The Standard

Summary

UniswapV3 features singlehop and multihop swaps, where using less liquid pools in singlehop swaps can lead to significant user collateral loss, whereas insufficient liquidity prevents swaps altogether.

Vulnerability Details

UniswapV3 have 2 different swap routes. One is singlehop swap the other is multihop swap. Multihop swap is exist in order to make the route optimal such that more liquid pools will be used and price change won't be dramatic because of illiquid pools.
The problem is protocol use single hop swap and also uses tokens that pools are not liquid enough, hence if there is enough liquidity in uniswap pools such that swap can happen, but not enough liquidity that swap can happen optimally, users will lose significant amount of collateral.

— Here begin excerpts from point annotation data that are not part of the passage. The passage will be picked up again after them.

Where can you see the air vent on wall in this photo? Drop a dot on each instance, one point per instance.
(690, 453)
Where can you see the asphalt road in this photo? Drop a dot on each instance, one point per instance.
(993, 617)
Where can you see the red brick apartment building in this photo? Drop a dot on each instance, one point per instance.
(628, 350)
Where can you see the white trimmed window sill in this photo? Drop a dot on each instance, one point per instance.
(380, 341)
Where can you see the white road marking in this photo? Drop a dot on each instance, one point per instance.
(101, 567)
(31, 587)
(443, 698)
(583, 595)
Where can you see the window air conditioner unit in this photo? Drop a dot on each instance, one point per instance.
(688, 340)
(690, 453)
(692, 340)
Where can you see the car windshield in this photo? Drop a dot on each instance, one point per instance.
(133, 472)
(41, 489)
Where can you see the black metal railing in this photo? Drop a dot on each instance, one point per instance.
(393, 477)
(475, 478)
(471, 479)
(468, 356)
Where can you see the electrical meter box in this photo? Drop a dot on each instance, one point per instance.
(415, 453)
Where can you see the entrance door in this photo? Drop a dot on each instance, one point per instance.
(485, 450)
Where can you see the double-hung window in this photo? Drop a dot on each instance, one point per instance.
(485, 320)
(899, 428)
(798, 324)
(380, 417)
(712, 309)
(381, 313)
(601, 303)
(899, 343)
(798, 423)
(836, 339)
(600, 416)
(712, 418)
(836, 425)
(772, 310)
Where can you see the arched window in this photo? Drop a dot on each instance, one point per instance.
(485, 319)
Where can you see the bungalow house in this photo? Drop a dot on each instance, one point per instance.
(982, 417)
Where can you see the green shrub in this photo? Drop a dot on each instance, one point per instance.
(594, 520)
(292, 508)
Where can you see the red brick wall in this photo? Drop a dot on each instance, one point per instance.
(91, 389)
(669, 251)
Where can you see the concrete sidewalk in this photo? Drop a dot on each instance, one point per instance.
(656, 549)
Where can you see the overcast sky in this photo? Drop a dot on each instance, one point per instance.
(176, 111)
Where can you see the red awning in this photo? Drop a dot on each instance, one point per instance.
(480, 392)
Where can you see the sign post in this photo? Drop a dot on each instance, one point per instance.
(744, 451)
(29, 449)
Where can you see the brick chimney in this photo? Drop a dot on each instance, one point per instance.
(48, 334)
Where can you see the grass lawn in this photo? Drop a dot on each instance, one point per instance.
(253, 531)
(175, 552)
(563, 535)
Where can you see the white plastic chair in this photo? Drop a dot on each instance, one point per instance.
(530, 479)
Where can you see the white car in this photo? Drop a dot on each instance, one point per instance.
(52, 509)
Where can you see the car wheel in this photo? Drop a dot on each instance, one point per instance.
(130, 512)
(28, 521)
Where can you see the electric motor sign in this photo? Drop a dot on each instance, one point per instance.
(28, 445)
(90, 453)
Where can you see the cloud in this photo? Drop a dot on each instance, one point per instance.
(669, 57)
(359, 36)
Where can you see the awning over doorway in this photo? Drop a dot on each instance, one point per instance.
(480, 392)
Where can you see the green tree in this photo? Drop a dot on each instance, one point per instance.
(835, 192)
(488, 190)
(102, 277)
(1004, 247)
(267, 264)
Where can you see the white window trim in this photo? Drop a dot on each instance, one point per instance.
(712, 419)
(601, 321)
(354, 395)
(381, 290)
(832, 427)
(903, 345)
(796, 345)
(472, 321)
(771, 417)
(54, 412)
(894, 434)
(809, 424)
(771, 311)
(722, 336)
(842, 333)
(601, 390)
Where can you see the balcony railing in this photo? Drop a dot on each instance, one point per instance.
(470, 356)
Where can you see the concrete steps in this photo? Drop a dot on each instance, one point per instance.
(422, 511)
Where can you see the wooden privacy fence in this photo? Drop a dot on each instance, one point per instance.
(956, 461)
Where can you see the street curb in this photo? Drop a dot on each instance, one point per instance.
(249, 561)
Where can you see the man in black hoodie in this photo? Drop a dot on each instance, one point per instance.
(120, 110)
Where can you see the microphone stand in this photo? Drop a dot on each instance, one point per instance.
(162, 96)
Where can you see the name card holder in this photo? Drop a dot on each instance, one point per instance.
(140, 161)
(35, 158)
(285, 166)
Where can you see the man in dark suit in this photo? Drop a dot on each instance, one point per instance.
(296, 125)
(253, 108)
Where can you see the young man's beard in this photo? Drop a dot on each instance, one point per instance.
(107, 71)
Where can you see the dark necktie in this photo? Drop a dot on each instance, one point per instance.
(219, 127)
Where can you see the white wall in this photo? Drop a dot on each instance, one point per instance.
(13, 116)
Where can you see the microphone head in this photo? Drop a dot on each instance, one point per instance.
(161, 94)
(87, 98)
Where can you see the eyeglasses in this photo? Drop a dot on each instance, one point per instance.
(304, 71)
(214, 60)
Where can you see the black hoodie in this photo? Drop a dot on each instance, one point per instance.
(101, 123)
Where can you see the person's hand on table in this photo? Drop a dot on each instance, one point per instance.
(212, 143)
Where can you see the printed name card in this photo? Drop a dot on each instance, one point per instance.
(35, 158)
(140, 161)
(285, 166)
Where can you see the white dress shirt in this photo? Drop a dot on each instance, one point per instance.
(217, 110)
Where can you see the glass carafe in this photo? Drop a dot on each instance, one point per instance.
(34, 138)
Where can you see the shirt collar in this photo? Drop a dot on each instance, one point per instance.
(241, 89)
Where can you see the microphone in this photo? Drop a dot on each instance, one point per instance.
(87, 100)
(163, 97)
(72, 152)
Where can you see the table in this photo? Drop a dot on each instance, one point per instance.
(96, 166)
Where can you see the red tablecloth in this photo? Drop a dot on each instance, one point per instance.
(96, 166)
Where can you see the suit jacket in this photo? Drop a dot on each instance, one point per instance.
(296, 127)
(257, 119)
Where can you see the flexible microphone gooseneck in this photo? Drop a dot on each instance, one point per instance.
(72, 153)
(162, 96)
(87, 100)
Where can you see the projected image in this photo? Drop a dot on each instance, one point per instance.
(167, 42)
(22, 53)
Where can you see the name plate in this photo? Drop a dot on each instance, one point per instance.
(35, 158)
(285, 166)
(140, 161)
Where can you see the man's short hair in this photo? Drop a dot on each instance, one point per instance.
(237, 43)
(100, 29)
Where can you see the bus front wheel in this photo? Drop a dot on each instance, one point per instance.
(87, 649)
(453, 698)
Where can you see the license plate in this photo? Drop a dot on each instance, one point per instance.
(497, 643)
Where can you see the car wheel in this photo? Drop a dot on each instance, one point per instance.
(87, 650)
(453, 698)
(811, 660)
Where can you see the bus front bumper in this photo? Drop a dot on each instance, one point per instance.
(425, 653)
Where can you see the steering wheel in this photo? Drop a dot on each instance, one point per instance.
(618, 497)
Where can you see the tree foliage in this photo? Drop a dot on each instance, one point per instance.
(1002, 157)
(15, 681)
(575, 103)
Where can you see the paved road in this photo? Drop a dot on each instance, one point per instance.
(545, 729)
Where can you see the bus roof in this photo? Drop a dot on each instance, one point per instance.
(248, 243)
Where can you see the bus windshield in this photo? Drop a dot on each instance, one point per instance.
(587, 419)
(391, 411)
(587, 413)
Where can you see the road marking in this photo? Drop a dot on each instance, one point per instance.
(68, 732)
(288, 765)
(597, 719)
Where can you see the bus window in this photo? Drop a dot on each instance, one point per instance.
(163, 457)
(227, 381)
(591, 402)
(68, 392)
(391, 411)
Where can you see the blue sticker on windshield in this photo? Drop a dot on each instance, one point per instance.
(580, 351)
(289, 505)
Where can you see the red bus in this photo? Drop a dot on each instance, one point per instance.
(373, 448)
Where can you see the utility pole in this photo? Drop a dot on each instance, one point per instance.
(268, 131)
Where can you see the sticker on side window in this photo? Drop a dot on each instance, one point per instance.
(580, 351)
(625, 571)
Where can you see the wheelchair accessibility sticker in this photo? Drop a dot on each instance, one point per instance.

If there is not enough liquidity, swap won't happen in the first place.

For example let's check the LINK/WBTC UniswapV3 pool in Arbitrum:
Pool address is: 0xa79fD76cA2b24631Ec3151f10c0660a30Bc946E7
And pool currently have 300 dollars worth of LINK and 70 dollars worth of WBTC. Considering these two tokens are within the scope of the contest (they are main collateral tokens that are accepted). Any swap between these two will encounter the issues that I specified above.

Impact

Pools within specified tokens in contest are not liquid enough, hence this will occur very often hence this is a high likelihood. Impact is also high because either swap won't be possible (low impact), or users will lose most of their funds (high impact). Hence I consider this as a high severity vulnerability.

Tools Used

Manual Review

Recommendations

If protocol uses multihop swap, router will start to use path:
LINK -> USDC -> WBTC
which consists of very liquid pools, and hence problem will be solved.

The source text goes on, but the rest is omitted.